Ella era un
castillo que asaltar, un puerto en el que amarrar mi nave, el fuego donde
abrasarme, el agua para calmar mi sed. Ella lo era todo y yo era la nada que todo lo podía.
Ella era el
amanecer y el ocaso, una compota de fresa en el rocío de la madrugada y un pomelo
amargo dos horas después. El blanco y el negro. La vida y la muerte. La pasión
y la indiferencia. Con ella aprendí a entender el Blues. Y con eso está dicho casi todo.
Ella no
hacía preguntas estúpidas del tipo “¿me quieres?” Porque quien presenta
esas cuestiones sólo tiene dudas y ninguna certeza. Ella simplemente se preguntaba sobre los
miles de placeres que puse a su alcance. Ella sabía y yo aspiraba a saber.
Ella no supo
cuánto la amé, pero lo sabe ahora que ha transcurrido más tiempo del que nos
gusta admitir a los dos. Después de todo, la juventud tiene sus locuras y cuando
uno es joven, lo es para siempre. Ella era una mirada embriagadora y unas
acogedoras caderas que movieron los cimientos de mi entendimiento.
Caminamos
juntos, pero siempre bailamos separados dejando una huella sonora que sigue pisando
fuerte y deja intensos suspiros de carácter melancólico: Style Council,
Depeche Mode, the Sonics, The Ramones, Madness, Spandau Ballet, Gabinete Caligari,
Os Resentidos, Danza Invisible, Loquillo, Los Rebeldes o The Kinks.
Ella terminó
con el muchacho y creó al hombre que hoy soy y está canción; walls come
tumbling down es para darle las gracias por todo. Sin ella, no habría podido saber que las buenas compañías son siempre las peores.

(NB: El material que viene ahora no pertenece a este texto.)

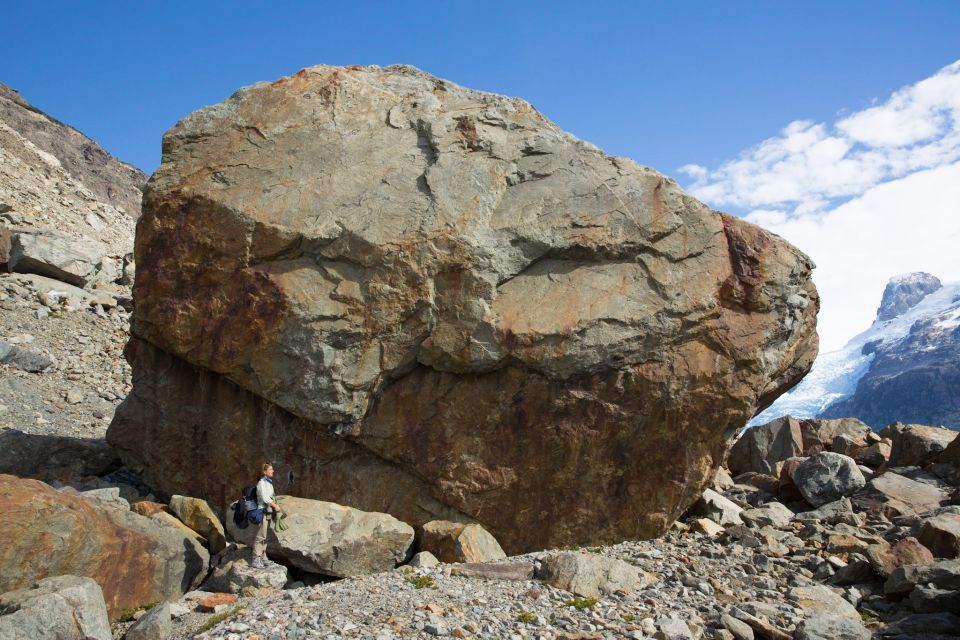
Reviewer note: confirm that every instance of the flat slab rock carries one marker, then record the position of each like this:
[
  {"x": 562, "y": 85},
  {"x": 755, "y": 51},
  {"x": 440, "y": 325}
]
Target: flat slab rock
[
  {"x": 592, "y": 575},
  {"x": 331, "y": 539},
  {"x": 448, "y": 308}
]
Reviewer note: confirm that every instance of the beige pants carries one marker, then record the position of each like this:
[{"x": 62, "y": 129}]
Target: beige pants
[{"x": 260, "y": 542}]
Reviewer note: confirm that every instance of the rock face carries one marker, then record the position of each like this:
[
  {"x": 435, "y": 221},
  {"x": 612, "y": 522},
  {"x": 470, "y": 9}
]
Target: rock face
[
  {"x": 132, "y": 558},
  {"x": 197, "y": 515},
  {"x": 332, "y": 539},
  {"x": 828, "y": 476},
  {"x": 430, "y": 301},
  {"x": 55, "y": 608},
  {"x": 457, "y": 542}
]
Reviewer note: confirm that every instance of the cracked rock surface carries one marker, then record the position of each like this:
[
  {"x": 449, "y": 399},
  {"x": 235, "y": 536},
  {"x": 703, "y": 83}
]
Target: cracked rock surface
[{"x": 432, "y": 302}]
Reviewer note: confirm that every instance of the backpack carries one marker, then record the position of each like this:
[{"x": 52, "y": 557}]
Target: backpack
[{"x": 245, "y": 509}]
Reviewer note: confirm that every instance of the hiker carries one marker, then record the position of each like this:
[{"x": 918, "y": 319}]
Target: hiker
[{"x": 265, "y": 501}]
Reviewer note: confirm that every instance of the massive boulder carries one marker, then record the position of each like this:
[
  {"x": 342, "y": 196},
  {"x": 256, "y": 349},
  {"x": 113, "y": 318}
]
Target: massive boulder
[
  {"x": 331, "y": 539},
  {"x": 431, "y": 301},
  {"x": 134, "y": 560}
]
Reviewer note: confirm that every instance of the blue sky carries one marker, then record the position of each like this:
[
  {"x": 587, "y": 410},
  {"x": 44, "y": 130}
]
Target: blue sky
[
  {"x": 666, "y": 84},
  {"x": 834, "y": 124}
]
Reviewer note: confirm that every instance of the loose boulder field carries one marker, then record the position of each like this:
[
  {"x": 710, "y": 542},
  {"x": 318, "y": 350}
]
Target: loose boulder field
[{"x": 429, "y": 301}]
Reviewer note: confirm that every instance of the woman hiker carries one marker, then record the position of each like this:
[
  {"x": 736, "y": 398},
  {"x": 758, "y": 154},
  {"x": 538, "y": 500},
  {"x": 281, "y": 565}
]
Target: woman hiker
[{"x": 265, "y": 501}]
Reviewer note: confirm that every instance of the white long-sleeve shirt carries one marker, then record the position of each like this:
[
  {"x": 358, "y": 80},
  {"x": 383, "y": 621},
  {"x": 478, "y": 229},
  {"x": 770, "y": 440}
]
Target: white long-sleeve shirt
[{"x": 265, "y": 494}]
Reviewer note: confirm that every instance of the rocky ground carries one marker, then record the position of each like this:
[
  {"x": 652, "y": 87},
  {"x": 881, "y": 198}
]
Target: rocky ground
[
  {"x": 827, "y": 531},
  {"x": 71, "y": 373},
  {"x": 742, "y": 564},
  {"x": 61, "y": 327}
]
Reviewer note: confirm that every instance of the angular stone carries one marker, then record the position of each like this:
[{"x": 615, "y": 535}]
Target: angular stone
[
  {"x": 932, "y": 600},
  {"x": 494, "y": 571},
  {"x": 876, "y": 455},
  {"x": 826, "y": 477},
  {"x": 156, "y": 624},
  {"x": 147, "y": 508},
  {"x": 134, "y": 559},
  {"x": 457, "y": 301},
  {"x": 760, "y": 448},
  {"x": 197, "y": 514},
  {"x": 57, "y": 256},
  {"x": 55, "y": 608},
  {"x": 25, "y": 359},
  {"x": 923, "y": 626},
  {"x": 328, "y": 538},
  {"x": 896, "y": 495},
  {"x": 857, "y": 572},
  {"x": 706, "y": 526},
  {"x": 944, "y": 574},
  {"x": 941, "y": 534},
  {"x": 673, "y": 629},
  {"x": 49, "y": 458},
  {"x": 844, "y": 543},
  {"x": 914, "y": 444},
  {"x": 592, "y": 575},
  {"x": 721, "y": 510},
  {"x": 458, "y": 542},
  {"x": 771, "y": 514},
  {"x": 827, "y": 616},
  {"x": 740, "y": 630},
  {"x": 216, "y": 603},
  {"x": 423, "y": 559},
  {"x": 951, "y": 455},
  {"x": 762, "y": 627},
  {"x": 885, "y": 557},
  {"x": 820, "y": 435},
  {"x": 235, "y": 574}
]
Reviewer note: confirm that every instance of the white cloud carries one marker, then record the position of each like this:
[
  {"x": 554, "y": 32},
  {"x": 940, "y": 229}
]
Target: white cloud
[
  {"x": 908, "y": 224},
  {"x": 872, "y": 195}
]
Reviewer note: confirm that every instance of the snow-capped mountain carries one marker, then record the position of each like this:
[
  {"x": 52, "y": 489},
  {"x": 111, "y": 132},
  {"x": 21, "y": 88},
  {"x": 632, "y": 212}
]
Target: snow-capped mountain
[{"x": 905, "y": 367}]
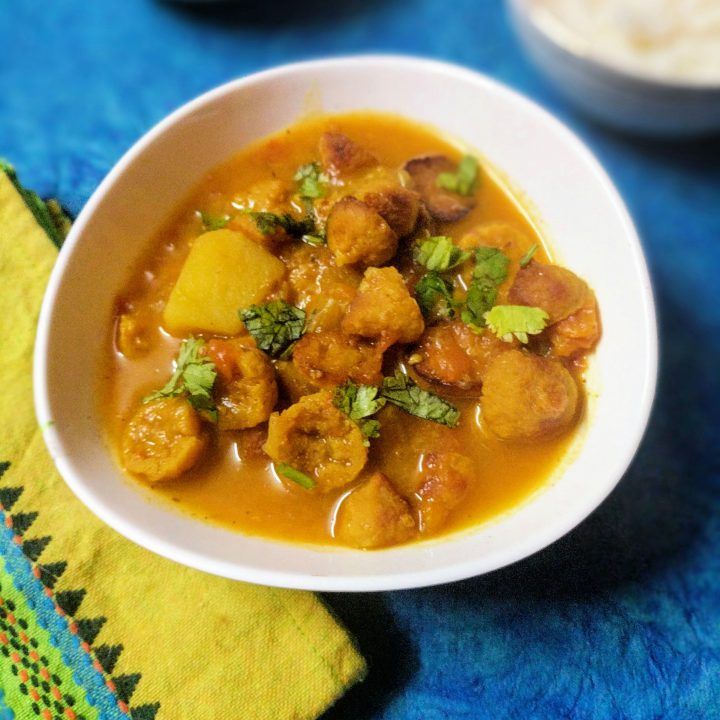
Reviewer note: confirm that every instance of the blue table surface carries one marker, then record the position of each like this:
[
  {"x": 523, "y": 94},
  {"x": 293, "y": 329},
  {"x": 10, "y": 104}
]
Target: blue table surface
[{"x": 619, "y": 619}]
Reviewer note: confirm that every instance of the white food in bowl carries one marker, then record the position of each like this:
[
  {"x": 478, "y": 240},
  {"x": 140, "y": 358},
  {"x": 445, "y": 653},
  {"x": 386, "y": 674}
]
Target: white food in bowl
[
  {"x": 676, "y": 40},
  {"x": 618, "y": 88},
  {"x": 583, "y": 218}
]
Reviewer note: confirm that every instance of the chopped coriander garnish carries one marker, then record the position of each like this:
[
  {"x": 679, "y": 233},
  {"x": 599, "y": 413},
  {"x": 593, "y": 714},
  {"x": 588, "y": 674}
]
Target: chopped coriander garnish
[
  {"x": 528, "y": 256},
  {"x": 439, "y": 253},
  {"x": 275, "y": 326},
  {"x": 359, "y": 402},
  {"x": 314, "y": 240},
  {"x": 312, "y": 182},
  {"x": 491, "y": 266},
  {"x": 410, "y": 397},
  {"x": 268, "y": 223},
  {"x": 508, "y": 321},
  {"x": 434, "y": 295},
  {"x": 194, "y": 377},
  {"x": 214, "y": 222},
  {"x": 291, "y": 473},
  {"x": 463, "y": 181},
  {"x": 49, "y": 215},
  {"x": 480, "y": 298}
]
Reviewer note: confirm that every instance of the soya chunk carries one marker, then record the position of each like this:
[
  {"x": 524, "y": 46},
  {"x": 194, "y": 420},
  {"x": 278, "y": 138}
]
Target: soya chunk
[
  {"x": 452, "y": 354},
  {"x": 374, "y": 515},
  {"x": 443, "y": 205},
  {"x": 577, "y": 333},
  {"x": 447, "y": 476},
  {"x": 330, "y": 358},
  {"x": 162, "y": 440},
  {"x": 341, "y": 155},
  {"x": 383, "y": 308},
  {"x": 357, "y": 234},
  {"x": 293, "y": 383},
  {"x": 245, "y": 389},
  {"x": 398, "y": 206},
  {"x": 313, "y": 436},
  {"x": 525, "y": 396},
  {"x": 556, "y": 290},
  {"x": 319, "y": 285}
]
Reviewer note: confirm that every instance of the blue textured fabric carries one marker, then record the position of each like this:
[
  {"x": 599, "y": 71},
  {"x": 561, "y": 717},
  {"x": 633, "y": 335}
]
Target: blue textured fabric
[{"x": 620, "y": 619}]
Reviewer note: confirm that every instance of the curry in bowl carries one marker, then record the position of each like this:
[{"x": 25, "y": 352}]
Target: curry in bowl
[{"x": 350, "y": 333}]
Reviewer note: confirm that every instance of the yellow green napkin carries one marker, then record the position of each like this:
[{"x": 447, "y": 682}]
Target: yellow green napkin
[{"x": 94, "y": 627}]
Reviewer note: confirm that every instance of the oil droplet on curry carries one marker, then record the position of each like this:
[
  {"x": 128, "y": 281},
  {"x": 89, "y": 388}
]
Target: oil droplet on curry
[{"x": 348, "y": 334}]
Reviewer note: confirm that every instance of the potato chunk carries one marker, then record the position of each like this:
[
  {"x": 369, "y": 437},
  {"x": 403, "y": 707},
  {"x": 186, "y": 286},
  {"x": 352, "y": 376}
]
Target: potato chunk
[
  {"x": 245, "y": 389},
  {"x": 374, "y": 515},
  {"x": 558, "y": 291},
  {"x": 318, "y": 439},
  {"x": 224, "y": 272},
  {"x": 447, "y": 477},
  {"x": 358, "y": 234},
  {"x": 383, "y": 308},
  {"x": 396, "y": 205},
  {"x": 341, "y": 155},
  {"x": 577, "y": 333},
  {"x": 442, "y": 204},
  {"x": 330, "y": 358},
  {"x": 454, "y": 355},
  {"x": 162, "y": 440},
  {"x": 526, "y": 396}
]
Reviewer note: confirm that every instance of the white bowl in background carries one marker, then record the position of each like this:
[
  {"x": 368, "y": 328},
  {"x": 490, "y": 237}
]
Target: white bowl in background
[
  {"x": 584, "y": 219},
  {"x": 611, "y": 93}
]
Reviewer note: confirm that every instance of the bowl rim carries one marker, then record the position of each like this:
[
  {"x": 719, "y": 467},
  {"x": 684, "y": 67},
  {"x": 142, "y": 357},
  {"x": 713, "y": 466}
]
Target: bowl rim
[
  {"x": 303, "y": 580},
  {"x": 571, "y": 44}
]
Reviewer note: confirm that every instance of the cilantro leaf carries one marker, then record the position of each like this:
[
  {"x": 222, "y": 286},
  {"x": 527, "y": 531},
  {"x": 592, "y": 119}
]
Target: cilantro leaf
[
  {"x": 528, "y": 256},
  {"x": 193, "y": 378},
  {"x": 359, "y": 402},
  {"x": 491, "y": 264},
  {"x": 410, "y": 397},
  {"x": 491, "y": 268},
  {"x": 434, "y": 295},
  {"x": 508, "y": 321},
  {"x": 439, "y": 253},
  {"x": 214, "y": 222},
  {"x": 464, "y": 180},
  {"x": 49, "y": 215},
  {"x": 275, "y": 326},
  {"x": 312, "y": 182},
  {"x": 267, "y": 223},
  {"x": 291, "y": 473},
  {"x": 480, "y": 298},
  {"x": 315, "y": 240}
]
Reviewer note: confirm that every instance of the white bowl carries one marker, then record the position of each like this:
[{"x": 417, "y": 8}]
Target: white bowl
[
  {"x": 583, "y": 216},
  {"x": 611, "y": 93}
]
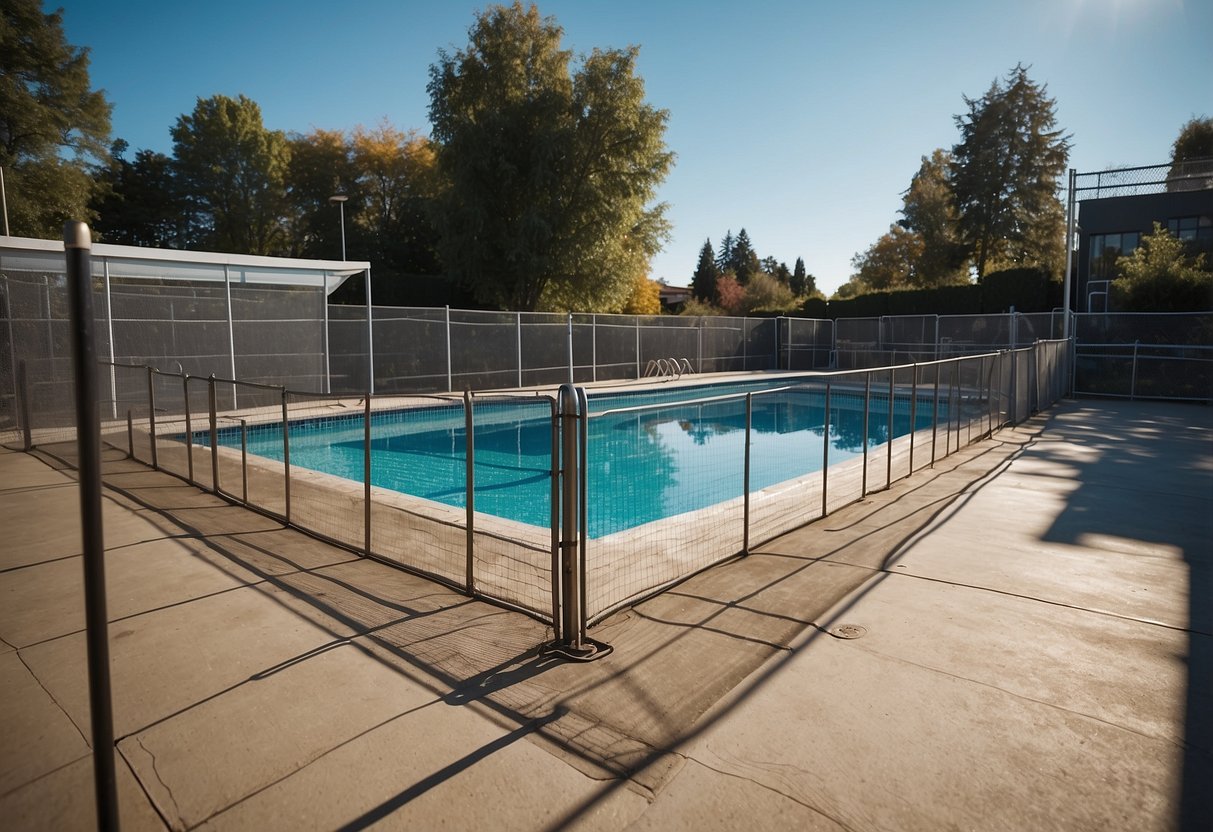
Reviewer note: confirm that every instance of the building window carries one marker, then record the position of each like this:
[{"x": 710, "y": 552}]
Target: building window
[
  {"x": 1106, "y": 249},
  {"x": 1191, "y": 228}
]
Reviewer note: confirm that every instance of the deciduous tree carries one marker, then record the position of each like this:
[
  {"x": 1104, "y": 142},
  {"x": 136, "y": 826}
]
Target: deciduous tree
[
  {"x": 53, "y": 127},
  {"x": 550, "y": 171},
  {"x": 234, "y": 171}
]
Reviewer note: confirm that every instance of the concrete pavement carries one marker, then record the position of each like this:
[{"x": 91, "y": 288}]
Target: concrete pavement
[{"x": 1035, "y": 651}]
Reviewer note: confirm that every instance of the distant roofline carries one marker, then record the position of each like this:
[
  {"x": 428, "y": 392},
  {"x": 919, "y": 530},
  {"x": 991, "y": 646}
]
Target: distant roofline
[{"x": 332, "y": 267}]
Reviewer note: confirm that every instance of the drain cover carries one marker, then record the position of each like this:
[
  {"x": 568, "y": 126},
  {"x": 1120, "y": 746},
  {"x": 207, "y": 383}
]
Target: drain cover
[{"x": 849, "y": 631}]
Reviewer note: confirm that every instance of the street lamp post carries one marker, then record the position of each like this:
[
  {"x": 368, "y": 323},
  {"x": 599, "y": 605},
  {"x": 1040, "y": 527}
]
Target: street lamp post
[{"x": 340, "y": 199}]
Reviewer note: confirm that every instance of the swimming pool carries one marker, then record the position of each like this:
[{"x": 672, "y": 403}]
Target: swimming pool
[{"x": 664, "y": 460}]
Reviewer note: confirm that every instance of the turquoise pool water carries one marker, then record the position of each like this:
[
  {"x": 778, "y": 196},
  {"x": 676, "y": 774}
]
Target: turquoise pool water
[{"x": 642, "y": 466}]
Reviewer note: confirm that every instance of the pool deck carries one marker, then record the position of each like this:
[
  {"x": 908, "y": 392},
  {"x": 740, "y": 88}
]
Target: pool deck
[{"x": 1035, "y": 653}]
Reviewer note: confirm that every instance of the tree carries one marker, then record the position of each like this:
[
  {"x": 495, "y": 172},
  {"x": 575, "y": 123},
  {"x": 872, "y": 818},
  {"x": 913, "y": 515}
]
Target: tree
[
  {"x": 744, "y": 261},
  {"x": 398, "y": 182},
  {"x": 1004, "y": 175},
  {"x": 234, "y": 174},
  {"x": 929, "y": 210},
  {"x": 140, "y": 203},
  {"x": 548, "y": 171},
  {"x": 702, "y": 284},
  {"x": 802, "y": 283},
  {"x": 766, "y": 294},
  {"x": 644, "y": 297},
  {"x": 320, "y": 166},
  {"x": 889, "y": 262},
  {"x": 53, "y": 127},
  {"x": 724, "y": 257},
  {"x": 1161, "y": 277},
  {"x": 1191, "y": 157},
  {"x": 730, "y": 292}
]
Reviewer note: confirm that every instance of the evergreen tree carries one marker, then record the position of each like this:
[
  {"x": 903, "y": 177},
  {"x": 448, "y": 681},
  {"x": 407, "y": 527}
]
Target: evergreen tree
[
  {"x": 724, "y": 258},
  {"x": 704, "y": 283},
  {"x": 744, "y": 261},
  {"x": 1004, "y": 175},
  {"x": 799, "y": 284}
]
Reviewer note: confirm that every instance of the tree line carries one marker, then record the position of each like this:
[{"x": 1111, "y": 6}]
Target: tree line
[
  {"x": 534, "y": 189},
  {"x": 734, "y": 280}
]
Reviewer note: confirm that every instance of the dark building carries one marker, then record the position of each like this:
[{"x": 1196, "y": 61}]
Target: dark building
[{"x": 1116, "y": 209}]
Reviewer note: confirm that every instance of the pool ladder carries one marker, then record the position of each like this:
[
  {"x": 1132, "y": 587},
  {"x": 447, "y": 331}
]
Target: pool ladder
[{"x": 667, "y": 368}]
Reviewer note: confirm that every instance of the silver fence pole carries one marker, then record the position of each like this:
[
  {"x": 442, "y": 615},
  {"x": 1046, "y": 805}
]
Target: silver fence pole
[
  {"x": 1069, "y": 255},
  {"x": 215, "y": 434},
  {"x": 570, "y": 581},
  {"x": 570, "y": 348},
  {"x": 244, "y": 461},
  {"x": 934, "y": 419},
  {"x": 470, "y": 461},
  {"x": 27, "y": 431},
  {"x": 825, "y": 456},
  {"x": 867, "y": 406},
  {"x": 189, "y": 431},
  {"x": 554, "y": 519},
  {"x": 636, "y": 319},
  {"x": 227, "y": 300},
  {"x": 745, "y": 485},
  {"x": 370, "y": 336},
  {"x": 286, "y": 461},
  {"x": 449, "y": 383},
  {"x": 366, "y": 476},
  {"x": 109, "y": 334},
  {"x": 155, "y": 461},
  {"x": 78, "y": 246},
  {"x": 1133, "y": 376},
  {"x": 324, "y": 308},
  {"x": 888, "y": 473},
  {"x": 913, "y": 411}
]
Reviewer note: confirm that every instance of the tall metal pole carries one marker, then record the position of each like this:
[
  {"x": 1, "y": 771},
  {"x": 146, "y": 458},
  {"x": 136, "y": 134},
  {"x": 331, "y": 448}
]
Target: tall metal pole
[
  {"x": 4, "y": 201},
  {"x": 370, "y": 337},
  {"x": 78, "y": 248},
  {"x": 1069, "y": 255}
]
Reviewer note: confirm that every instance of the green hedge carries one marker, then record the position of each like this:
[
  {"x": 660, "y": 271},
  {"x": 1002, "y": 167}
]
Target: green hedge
[{"x": 1028, "y": 290}]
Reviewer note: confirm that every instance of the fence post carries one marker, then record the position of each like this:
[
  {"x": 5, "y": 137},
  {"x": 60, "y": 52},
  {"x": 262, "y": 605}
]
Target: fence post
[
  {"x": 189, "y": 431},
  {"x": 1133, "y": 376},
  {"x": 366, "y": 476},
  {"x": 152, "y": 416},
  {"x": 470, "y": 462},
  {"x": 867, "y": 406},
  {"x": 215, "y": 436},
  {"x": 286, "y": 461},
  {"x": 888, "y": 473},
  {"x": 913, "y": 411},
  {"x": 745, "y": 485},
  {"x": 571, "y": 380},
  {"x": 78, "y": 245},
  {"x": 570, "y": 580},
  {"x": 23, "y": 392},
  {"x": 825, "y": 456}
]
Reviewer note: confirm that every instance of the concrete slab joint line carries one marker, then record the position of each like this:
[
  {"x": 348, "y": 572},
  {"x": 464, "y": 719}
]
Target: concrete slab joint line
[{"x": 1032, "y": 659}]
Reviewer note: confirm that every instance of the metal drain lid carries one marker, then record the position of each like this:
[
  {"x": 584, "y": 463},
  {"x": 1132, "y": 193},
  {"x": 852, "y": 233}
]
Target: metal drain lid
[{"x": 849, "y": 631}]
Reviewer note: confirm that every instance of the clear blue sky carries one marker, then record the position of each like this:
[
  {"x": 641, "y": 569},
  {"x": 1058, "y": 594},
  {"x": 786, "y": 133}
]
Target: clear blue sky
[{"x": 801, "y": 121}]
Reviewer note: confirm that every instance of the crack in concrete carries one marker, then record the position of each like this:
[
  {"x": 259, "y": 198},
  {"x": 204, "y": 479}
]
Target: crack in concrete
[
  {"x": 772, "y": 788},
  {"x": 51, "y": 696},
  {"x": 1025, "y": 697},
  {"x": 176, "y": 809}
]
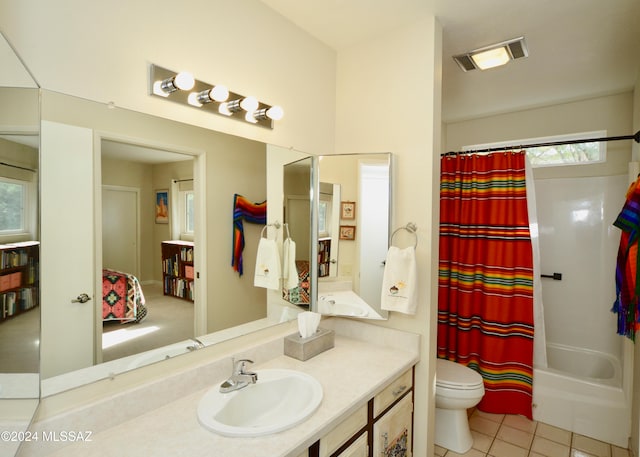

Ella quería ver su foto en todas las paredes y estar contra todas las paredes. Conmigo consiguió ambas cosas. Después de todo, ella me echó una mano en la escuela de la vida y yo, modestia aparte, la enseñé a doctorarse en echar todos los muros abajo. Aquellos a los que cantaba el mismísimo Paul Weller.